Oireachtas Joint and Select Committees

Wednesday, 10 April 2024

Joint Committee on Tourism, Culture, Arts, Sport And Media

Integration of LGFA and Camogie Association with the GAA: Discussion

Professor Mary McAleese:

No. That is the remarkable thing. In fairness to the GPA, it has really pushed the integration project at the congresses. It seemed to open up a reservoir of yeses to integration that was there, just waiting to be mined, to be drained, as we are doing. We are trying to get the best of that working. As Mr. Ó Broin said earlier, this project has been around for a very long time, but it seems now to be a project whose time has come. The rightness and the integrity of it is just so appealing now that the idea of not doing it strikes most people as quite ludicrous. On all the various levels of the association and with all the stakeholders with whom we engaged, including in the survey, we were overwhelmed by the positivity. Yes, people can see problems - of course they can - and, as Mr. Molloy pointed out, a lot of those problems - facilities, fixtures, money - will be there whether there is integration or not. There will always be issues, but they are better dealt with in an integrated way. Why? Because integration has true integrity about it. I refer to an equal organisation.

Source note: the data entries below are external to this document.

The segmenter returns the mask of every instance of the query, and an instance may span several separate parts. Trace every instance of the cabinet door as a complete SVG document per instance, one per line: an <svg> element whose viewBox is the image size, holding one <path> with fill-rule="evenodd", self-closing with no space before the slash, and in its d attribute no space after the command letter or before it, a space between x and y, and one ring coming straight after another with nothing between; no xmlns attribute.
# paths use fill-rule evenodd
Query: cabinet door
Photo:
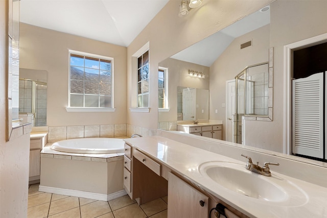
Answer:
<svg viewBox="0 0 327 218"><path fill-rule="evenodd" d="M171 173L168 177L168 217L207 217L209 197Z"/></svg>
<svg viewBox="0 0 327 218"><path fill-rule="evenodd" d="M213 137L212 131L202 132L202 136L208 137L209 138Z"/></svg>
<svg viewBox="0 0 327 218"><path fill-rule="evenodd" d="M213 131L213 138L221 139L222 138L221 130L215 130Z"/></svg>
<svg viewBox="0 0 327 218"><path fill-rule="evenodd" d="M40 150L30 151L29 177L40 175Z"/></svg>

I remember going down to Carran last year, to Michael Cusack's old home, and standing there and saying, "If he were starting the organisation today, not in a million years would he set up an organisation just for male sports." There is no way.

He would have been leading the posse. Like those who set off 50 years ago with the LGFA and 120 years ago with camogie, he had passion for these wonderful, unique Gaelic games. You do meet the odd Chicken Licken, and we are probably going to still meet them, but we have to push through and hopefully bring them with us.